UniPTS: A Unified Framework for Proficient Post-Training Sparsity
Jingjing Xie, Yuxin Zhang, Mingbao Lin, Zhihang Lin, Liujuan Cao, Rongrong Ji
TL;DR
UniPTS addresses the challenge of maintaining high accuracy under Post-Training Sparsity with limited calibration data by jointly optimizing three facets: a base-decayed KL loss to transfer knowledge from a dense model, an evolutionary search for globally effective sparsity distributions with a reducing-regrowing mechanism to curb overfitting, and dynamic sparsity training to explore sparse structures stably. The base-decayed objective, defined by $\mathcal{L}_{DKL}$, adapts the gradient scale over training to sustain guidance from dense to sparse networks; sparsity distribution is determined via an evolutionary process that first reduces the search space to $P_e > P$, then regrows to meet the global sparsity $P$, with fitness regularized by BN statistics and input noise. Empirically, UniPTS markedly outperforms POT across datasets and architectures, notably improving ResNet-50 on ImageNet at 90% sparsity (e.g., achieving up to 68.6% top-1 accuracy versus POT’s significantly lower performance) and delivering substantial detection gains in Faster-RCNN and SSD at high sparsity.
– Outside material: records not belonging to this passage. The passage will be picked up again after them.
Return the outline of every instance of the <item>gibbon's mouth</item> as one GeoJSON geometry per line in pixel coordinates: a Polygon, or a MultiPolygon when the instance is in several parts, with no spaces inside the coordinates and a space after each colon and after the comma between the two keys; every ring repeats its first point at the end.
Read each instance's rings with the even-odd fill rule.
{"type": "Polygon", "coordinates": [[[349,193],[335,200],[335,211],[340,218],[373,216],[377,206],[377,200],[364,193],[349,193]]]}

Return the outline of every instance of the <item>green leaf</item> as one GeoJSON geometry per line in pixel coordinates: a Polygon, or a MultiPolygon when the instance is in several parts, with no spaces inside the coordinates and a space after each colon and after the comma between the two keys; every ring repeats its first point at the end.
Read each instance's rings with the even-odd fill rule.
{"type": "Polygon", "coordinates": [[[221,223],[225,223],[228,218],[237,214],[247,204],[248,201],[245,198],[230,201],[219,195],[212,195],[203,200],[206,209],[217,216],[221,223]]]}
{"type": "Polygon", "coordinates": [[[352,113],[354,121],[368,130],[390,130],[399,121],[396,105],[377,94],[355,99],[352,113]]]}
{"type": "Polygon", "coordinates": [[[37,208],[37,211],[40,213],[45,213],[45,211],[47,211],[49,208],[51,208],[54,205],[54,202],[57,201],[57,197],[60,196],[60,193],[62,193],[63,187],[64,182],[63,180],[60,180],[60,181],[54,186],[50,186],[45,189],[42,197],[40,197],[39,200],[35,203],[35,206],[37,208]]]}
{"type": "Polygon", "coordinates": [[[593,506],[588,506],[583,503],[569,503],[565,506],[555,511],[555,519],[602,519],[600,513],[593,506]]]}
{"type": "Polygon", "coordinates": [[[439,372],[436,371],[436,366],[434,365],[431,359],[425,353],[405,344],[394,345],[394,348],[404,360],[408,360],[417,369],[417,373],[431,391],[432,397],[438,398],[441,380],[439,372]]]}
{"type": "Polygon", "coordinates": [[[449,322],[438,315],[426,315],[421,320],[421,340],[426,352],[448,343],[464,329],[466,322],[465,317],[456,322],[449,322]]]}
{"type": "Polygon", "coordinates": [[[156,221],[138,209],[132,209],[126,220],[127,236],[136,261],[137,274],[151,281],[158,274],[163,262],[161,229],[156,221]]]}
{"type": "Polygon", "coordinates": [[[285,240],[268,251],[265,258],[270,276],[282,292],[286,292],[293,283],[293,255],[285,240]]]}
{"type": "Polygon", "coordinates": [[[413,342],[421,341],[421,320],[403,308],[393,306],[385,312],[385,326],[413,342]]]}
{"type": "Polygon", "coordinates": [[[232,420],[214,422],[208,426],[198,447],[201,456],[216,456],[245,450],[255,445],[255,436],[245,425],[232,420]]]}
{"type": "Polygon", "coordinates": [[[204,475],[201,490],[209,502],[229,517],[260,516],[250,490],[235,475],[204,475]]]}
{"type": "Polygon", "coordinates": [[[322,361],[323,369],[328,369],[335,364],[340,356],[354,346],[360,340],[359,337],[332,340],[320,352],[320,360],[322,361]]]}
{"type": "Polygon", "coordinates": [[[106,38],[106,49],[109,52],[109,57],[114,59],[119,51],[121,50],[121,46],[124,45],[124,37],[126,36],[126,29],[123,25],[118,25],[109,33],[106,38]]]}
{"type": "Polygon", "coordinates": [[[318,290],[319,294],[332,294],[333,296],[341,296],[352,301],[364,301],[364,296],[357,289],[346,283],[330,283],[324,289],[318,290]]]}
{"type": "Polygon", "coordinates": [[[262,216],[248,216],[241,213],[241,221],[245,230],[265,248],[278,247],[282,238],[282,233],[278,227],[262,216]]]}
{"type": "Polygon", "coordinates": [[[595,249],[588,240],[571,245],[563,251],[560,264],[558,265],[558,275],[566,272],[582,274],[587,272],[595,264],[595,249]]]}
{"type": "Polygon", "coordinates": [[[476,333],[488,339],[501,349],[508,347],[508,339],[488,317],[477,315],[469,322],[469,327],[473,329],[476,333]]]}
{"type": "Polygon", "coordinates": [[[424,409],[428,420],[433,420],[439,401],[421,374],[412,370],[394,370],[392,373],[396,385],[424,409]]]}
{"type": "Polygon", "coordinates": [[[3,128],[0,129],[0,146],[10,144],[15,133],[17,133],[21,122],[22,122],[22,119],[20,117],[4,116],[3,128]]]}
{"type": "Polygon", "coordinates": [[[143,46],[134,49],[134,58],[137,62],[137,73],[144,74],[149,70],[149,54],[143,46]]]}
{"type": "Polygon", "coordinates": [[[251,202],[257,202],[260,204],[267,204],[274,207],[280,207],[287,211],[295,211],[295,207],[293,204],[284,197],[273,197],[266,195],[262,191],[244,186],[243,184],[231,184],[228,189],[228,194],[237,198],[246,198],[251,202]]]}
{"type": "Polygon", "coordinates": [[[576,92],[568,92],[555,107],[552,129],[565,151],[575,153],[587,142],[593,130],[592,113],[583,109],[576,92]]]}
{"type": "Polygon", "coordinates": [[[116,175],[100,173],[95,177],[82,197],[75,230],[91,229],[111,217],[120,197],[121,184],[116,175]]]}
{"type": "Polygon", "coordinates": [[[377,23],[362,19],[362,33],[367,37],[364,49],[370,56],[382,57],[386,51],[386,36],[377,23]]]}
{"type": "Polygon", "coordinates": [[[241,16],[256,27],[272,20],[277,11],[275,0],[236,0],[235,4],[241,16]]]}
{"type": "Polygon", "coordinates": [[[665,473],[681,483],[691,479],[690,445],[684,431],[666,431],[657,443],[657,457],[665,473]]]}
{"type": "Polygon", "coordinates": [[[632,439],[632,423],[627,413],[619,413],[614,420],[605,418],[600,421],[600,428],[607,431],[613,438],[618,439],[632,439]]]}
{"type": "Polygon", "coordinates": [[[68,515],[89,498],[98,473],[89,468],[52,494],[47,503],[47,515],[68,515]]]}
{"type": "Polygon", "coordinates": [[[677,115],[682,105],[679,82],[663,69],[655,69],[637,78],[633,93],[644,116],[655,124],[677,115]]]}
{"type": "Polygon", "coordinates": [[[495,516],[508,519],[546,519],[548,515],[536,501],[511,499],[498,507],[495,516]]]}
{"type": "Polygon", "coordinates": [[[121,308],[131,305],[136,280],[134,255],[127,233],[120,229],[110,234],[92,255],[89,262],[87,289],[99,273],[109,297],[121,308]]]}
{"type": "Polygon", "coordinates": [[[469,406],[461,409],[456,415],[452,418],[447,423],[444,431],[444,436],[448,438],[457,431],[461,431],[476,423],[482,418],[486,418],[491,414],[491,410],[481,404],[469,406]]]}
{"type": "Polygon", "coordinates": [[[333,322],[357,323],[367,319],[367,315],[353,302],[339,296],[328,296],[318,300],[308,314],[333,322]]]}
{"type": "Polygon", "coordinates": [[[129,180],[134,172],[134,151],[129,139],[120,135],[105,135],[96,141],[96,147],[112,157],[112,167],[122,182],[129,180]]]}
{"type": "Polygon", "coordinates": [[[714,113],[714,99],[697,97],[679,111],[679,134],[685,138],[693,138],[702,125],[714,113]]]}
The findings highlight the value of integrating global objective alignment, robust sparsity distribution search, and dynamic sparse training to enable practical, data-efficient run-time sparsification. Overall, UniPTS offers a principled, scalable framework for proficient PTS with broad applicability to vision tasks and structured sparsity patterns.
Abstract
Post-training Sparsity (PTS) is a recently emerged avenue that chases efficient network sparsity with limited data in need. Existing PTS methods, however, undergo significant performance degradation compared with traditional methods that retrain the sparse networks via the whole dataset, especially at high sparsity ratios. In this paper, we attempt to reconcile this disparity by transposing three cardinal factors that profoundly alter the performance of conventional sparsity into the context of PTS. Our endeavors particularly comprise (1) A base-decayed sparsity objective that promotes efficient knowledge transferring from dense network to the sparse counterpart. (2) A reducing-regrowing search algorithm designed to ascertain the optimal sparsity distribution while circumventing overfitting to the small calibration set in PTS. (3) The employment of dynamic sparse training predicated on the preceding aspects, aimed at comprehensively optimizing the sparsity structure while ensuring training stability. Our proposed framework, termed UniPTS, is validated to be much superior to existing PTS methods across extensive benchmarks. As an illustration, it amplifies the performance of POT, a recently proposed recipe, from 3.9% to 68.6% when pruning ResNet-50 at 90% sparsity ratio on ImageNet. We release the code of our paper at https://github.com/xjjxmu/UniPTS.